Flávio Bolsonaro afirmou ter tratado pessoalmente do assunto com o ex-presidente americano, mas a medida ignorou as milícias. Esses grupos paramilitares atuam há décadas no Rio de Janeiro e já tiveram lideranças homenageadas pela família do senador.
Segundo reportagem do portal Metrópoles, um ministro do STF comentou que “faltou alguém na sala” ao definir os grupos incluídos na lista. A omissão das milícias reforça suspeitas sobre os laços históricos do clã Bolsonaro com esses grupos criminosos.
Quando era deputado estadual no Rio de Janeiro, Flávio Bolsonaro concedeu homenagem a Adriano Magalhães da Nóbrega, ex-capitão da Polícia Militar acusado de liderar uma das milícias mais violentas do estado. O ato, registrado em documentos oficiais, contrasta com o discurso atual do senador de combate ao crime organizado.
A medida adotada pelos EUA gerou preocupação no Judiciário brasileiro, que vê riscos à soberania nacional. Ministros do STF compartilham essa visão, mas evitam críticas públicas para não se tornarem alvos de sanções como as previstas na Lei Magnitsky. A legislação já foi aplicada contra autoridades brasileiras, incluindo o ministro Alexandre de Moraes.

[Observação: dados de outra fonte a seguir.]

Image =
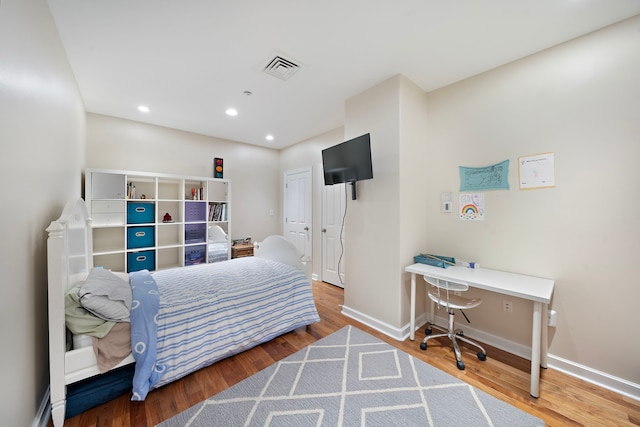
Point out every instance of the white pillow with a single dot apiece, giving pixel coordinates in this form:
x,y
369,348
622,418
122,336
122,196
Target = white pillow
x,y
106,295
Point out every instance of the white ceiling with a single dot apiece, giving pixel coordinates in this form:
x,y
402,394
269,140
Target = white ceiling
x,y
189,60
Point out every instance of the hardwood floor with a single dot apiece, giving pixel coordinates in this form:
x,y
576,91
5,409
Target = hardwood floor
x,y
563,401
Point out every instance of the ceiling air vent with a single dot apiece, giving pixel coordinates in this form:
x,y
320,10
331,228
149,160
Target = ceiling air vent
x,y
281,68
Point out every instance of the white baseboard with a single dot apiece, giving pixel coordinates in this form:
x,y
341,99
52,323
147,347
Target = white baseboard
x,y
44,411
585,373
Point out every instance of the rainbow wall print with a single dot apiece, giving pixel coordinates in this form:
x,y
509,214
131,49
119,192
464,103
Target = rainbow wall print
x,y
471,206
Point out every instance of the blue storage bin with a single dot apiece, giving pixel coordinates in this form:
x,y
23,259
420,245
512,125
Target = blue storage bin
x,y
140,212
140,237
194,254
141,260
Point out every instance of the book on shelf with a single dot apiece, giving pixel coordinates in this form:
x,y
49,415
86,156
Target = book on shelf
x,y
218,211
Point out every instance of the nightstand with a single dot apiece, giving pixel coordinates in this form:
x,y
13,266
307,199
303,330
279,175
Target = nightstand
x,y
239,251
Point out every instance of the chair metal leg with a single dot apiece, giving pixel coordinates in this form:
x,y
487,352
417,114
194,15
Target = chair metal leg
x,y
454,335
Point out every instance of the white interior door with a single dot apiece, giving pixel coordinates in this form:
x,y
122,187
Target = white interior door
x,y
297,210
333,237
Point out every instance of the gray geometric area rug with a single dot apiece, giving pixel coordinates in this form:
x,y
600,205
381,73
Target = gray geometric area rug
x,y
351,378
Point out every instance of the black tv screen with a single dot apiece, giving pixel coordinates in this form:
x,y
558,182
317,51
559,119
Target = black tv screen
x,y
348,162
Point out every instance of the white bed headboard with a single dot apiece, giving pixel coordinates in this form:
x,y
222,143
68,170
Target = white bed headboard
x,y
69,257
277,248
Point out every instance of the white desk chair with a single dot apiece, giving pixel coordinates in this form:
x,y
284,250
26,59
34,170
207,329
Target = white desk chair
x,y
442,292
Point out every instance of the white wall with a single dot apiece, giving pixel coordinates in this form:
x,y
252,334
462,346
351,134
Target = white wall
x,y
114,143
309,153
372,279
581,101
42,127
386,226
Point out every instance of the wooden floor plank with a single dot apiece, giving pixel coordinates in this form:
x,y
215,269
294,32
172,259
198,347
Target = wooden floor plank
x,y
563,401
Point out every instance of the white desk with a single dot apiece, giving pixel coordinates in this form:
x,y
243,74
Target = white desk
x,y
535,289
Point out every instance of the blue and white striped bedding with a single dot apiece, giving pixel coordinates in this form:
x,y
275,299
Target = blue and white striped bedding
x,y
209,312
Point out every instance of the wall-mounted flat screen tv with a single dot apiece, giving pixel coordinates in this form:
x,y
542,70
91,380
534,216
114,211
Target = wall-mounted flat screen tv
x,y
349,162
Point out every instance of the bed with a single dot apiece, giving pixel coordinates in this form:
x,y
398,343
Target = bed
x,y
179,320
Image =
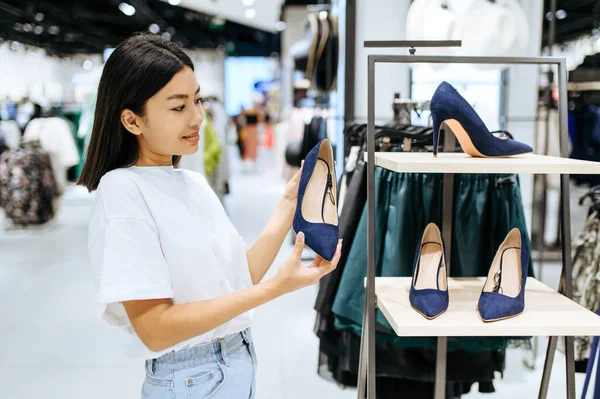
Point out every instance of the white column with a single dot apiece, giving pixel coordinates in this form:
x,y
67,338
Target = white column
x,y
380,20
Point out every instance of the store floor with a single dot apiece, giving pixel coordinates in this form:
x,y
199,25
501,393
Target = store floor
x,y
53,346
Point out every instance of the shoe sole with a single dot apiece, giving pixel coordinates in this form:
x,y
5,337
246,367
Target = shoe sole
x,y
500,319
427,317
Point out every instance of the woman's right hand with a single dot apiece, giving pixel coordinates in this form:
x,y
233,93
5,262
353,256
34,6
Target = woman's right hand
x,y
293,275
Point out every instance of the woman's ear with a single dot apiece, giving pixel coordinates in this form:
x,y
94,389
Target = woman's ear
x,y
131,121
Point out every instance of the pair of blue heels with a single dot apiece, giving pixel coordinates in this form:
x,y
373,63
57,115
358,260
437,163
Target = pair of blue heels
x,y
503,294
316,210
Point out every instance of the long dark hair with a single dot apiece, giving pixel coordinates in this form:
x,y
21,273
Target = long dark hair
x,y
138,68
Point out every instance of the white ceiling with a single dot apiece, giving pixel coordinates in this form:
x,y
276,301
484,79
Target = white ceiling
x,y
267,11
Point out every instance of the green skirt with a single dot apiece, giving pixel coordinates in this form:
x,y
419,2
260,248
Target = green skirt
x,y
486,208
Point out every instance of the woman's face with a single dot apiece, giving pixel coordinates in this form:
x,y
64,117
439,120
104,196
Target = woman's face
x,y
171,123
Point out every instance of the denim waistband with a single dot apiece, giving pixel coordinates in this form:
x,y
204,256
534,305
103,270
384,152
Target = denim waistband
x,y
213,351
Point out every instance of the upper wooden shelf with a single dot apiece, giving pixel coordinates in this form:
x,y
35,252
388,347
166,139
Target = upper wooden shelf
x,y
547,313
424,162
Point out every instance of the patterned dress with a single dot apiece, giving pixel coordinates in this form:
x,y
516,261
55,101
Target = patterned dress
x,y
27,185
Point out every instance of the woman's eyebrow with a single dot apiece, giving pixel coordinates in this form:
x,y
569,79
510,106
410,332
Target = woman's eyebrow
x,y
181,96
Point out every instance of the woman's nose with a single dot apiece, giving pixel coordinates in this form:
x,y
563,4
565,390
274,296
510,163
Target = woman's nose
x,y
198,118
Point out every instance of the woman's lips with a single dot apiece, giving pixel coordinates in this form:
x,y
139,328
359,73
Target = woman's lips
x,y
192,138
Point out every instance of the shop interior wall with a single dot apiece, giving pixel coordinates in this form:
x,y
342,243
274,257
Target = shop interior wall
x,y
385,20
380,20
46,79
210,72
34,74
295,18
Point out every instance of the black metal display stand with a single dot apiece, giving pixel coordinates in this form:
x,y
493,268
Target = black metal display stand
x,y
367,368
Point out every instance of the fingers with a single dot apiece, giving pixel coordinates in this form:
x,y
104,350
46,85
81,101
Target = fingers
x,y
328,267
299,245
299,172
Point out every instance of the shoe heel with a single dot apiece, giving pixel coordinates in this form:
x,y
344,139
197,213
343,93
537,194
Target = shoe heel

O caso reacendeu debates sobre a necessidade de uma “lei anti-embargo” para proteger o país de decisões unilaterais estrangeiras. Embora tenham sido discutidas no passado, propostas nesse sentido não avançaram no Congresso. A ofensiva americana reforça a urgência de mecanismos de defesa institucional.
Uma alternativa para enfrentar essas investidas pode vir de uma decisão do ministro Flávio Dino no STF. Em agosto de 2025, Dino suspendeu a eficácia de decisões judiciais e normas estrangeiras que não tenham sido incorporadas ao ordenamento jurídico brasileiro. A medida foi tomada na ADPF 1178, apresentada pelo Instituto Brasileiro de Mineração.
O precedente estabelecido por Dino representa uma barreira jurídica contra o intervencionismo externo. A decisão sinaliza que o STF não aceitará imposições que violem a soberania nacional, reforçando a defesa das instituições brasileiras contra ações unilaterais.